I've been catching up on the blog of a midwestern journalist, see for yourself at www.lileks.com. Star Trek fan (weren't we all?), mac-nut, parent, and a returned-to-the-midwest boy. And somehow, he became a conservative. Good liberal upbringing, now he's the token-right at a paper I used to read. Odd. *
The thing is that reading more than a couple at a time, you start to think you know the writer. I suppose that this is like the fans who think the actors are the characters. This maybe a bit more immediate, since you're bonding with the author. I get this creepy feeling like I'm eavesdropping or stalking him and family after a while. While I hate that feeling, I DO want to interview him. I'd dig the chance to ask about that conversion, why did he start to think the way he does? In part, because I see his point many times in his stories, though I reject the conclusion or over-arching philosophy.
Every time I think I've got the big picture, I realize how disjointed my thinking is, and hence the motivation to understand his. My belief is that we could spend HOURS waxing on about architecture (see his site), and agree on oh-so many things, and then end with us still polar opposites. (I am a returned-modernist, after living by every word of Tom Wolfe's “From Bauhaus to Our House”) So I want to understand this politco-economic shift.
There is no conceivable way I'd ever stop thinking that gov't is for the people, and privatize (outsource) every service needed to keep society going. But then, I really like Ayn Rand. Karl, my audio-engineering friend, was the first Libertarian I ever met, and so much made sense, it's just that I wasn't buying it all. I still try to understand and explain the value of money according to his beliefs. (The labor standard instead of the gold standard.) So this Lileks guy just seems like we've been chatting for a while, so we know each other, right?
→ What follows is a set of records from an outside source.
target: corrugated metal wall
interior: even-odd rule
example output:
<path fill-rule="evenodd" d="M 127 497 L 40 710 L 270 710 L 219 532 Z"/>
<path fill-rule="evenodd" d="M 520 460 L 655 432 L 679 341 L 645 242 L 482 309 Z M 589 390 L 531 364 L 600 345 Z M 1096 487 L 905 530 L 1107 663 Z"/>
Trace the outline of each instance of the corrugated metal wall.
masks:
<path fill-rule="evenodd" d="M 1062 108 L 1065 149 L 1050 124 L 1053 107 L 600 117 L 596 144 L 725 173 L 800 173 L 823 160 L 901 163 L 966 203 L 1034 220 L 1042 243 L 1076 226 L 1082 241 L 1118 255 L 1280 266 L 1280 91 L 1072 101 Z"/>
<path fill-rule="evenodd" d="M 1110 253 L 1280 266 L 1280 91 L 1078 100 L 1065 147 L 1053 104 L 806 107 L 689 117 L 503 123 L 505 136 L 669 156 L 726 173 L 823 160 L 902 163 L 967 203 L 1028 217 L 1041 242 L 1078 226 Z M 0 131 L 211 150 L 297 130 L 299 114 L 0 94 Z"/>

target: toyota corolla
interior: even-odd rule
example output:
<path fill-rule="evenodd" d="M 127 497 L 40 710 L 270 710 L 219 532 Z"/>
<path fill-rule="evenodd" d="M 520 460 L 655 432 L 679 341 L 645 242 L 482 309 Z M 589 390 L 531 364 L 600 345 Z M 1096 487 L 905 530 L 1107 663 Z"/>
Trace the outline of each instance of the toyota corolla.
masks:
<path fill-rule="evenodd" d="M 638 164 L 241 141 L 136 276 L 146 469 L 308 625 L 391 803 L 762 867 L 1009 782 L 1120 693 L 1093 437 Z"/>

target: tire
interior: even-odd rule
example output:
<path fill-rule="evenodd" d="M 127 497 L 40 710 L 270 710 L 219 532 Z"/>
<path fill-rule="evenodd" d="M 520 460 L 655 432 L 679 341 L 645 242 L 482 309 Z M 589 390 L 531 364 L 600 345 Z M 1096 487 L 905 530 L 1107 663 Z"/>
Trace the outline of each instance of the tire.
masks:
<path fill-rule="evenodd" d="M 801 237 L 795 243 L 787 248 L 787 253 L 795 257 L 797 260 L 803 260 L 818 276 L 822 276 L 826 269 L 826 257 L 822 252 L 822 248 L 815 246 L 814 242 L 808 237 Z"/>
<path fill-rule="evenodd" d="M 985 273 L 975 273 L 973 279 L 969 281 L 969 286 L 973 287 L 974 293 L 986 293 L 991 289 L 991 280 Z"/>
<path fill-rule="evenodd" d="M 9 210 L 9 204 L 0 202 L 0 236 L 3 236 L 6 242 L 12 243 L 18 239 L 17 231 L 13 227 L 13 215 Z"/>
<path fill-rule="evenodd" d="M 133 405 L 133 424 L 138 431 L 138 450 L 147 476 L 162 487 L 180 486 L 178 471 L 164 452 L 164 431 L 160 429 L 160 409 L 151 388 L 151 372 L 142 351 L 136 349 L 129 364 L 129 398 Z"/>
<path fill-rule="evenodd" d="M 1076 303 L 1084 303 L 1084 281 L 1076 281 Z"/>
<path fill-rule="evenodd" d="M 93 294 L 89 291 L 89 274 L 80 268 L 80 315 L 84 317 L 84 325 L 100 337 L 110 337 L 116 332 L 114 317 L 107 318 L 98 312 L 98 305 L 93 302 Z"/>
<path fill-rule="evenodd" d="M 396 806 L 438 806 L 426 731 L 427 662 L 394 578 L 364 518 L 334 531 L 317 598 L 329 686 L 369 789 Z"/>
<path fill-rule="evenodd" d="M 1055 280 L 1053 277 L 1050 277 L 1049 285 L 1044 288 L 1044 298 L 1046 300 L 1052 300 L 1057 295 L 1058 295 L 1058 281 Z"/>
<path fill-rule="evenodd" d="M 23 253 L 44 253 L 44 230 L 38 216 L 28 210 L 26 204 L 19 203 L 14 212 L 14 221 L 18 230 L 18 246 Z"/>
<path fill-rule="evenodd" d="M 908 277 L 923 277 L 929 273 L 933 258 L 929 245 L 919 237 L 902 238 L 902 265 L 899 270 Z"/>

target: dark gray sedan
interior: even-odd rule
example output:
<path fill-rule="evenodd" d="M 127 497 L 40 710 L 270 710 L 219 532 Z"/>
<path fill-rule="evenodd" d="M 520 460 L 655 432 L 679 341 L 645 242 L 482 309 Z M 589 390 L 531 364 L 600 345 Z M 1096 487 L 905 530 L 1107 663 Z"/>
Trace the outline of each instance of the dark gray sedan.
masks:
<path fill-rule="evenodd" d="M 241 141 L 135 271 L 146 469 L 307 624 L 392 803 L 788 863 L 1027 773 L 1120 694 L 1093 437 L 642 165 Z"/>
I mean, look at all I've learned about him, this is two-way, right? Ahh, the ape-descended life-forms discover again the subtleties of “seeing you doesn't guarantee that you see me” of modern technology. All communication is not two-way. You need to thin
k about that for a while, because when we spent time foraging and grooming, all communication was two-way and immediate. Line of Sight (LOS) defined everything, and our broadcast-senses (smell & hearing) allowed a very limited deviation from that scheme. Considering the size of our visual cortex, we can be forgiven for forgetting those broadcast-senses' significance. Do you suppose a dog thinks the same way? Sure, good eyes, but compared to us, extraordinary nose and ears. Would a dog-invented internet be better comprehended by its creators? Would a hawk-invented one seem utterly incomprehensible to its end-users? So I'm wresting myself away from the unilateral intimacy that reading a month of columns by one author has formed in me. I have naught to offer the dinner-conversation anyway. And I can't hang around cigar-smokers without O2 handy...
2025 Note: Mr. Lileks is now quite the backroom mover-shaker in the conservative party. At least here in the midwest, he’s rubbing elbows with the local high-and-mighty. No idea what his opinions are on the MAGA-in-chief, or SCOTUS’ work. Given he has a college-aged daughter, he might surprise me.